Возвратившись к себе в общежитие, Тальнов стал лихорадочно обдумывать положение. Что это? Шефа взяли или просто какое-то недоразумение?
Вскоре на стройке узнали о том, что Скворцов с места учебы сбежал. Приехали работники ГПУ, провели обыски у некоторых лиц, в том числе в каморке, где жил Скворцов. Арестовали и увезли братьев Иворовских.
И уже ни для кого не было секретом, что Скворцов — враг, скрылся, разыскивается органами ГПУ.
А спустя полмесяца после этого события Тальнов по поручению отдела снабжения поехал в ближайший район в качестве приемщика материалов. На второй день он передал на стройку с попутчиками записку, в которой писал, что приболел и вернется через неделю-другую, как только поправится.
Больше его на стройке не видели. Махнул в родные края. Некоторое время скрывался вместе с бывшим своим односумом на Дону, в астраханской степи, в плавнях. Потом Тальнов подался в Крым. Там и застало его воскресенье 22 июня 1941 года.
Отшельники
Задолго до войны, еще в тридцатых годах, Акулина Мещерякова и Евстафий Желтов поженились и уехали из станицы в город, поселились в Ростове, на рабочей окраине. Она поступила санитаркой в медпункт табачной фабрики, а Евстафий все пытался замяться торговлишкой. Да не те настали времена. Не давала ходу частной инициативе рабоче-крестьянская власть. Пришлось незадачливому купчишке пойти на фабрику.

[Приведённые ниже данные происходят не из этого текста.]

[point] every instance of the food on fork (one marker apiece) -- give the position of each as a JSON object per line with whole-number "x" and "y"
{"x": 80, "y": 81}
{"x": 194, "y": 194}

С приездом в город Желтовы вначале снимали угол у одной старушки, а затем получили и свою комнатку. Жили средне. Деловой и, в общем-то, неглупый Евстафий притерся в трудовом коллективе. Затаив все обиды на неудобства жизни тех времен, Евстафий трудился. Посещал собрания, старался выполнять план, помышлял на какие-нибудь курсы устроиться, чтобы стать высокооплачиваемым рабочим. Благо к сыновьям казаков после опубликования в 1925 году специального решения партии стали относиться с меньшим недоверием, считая их детьми трудового крестьянства.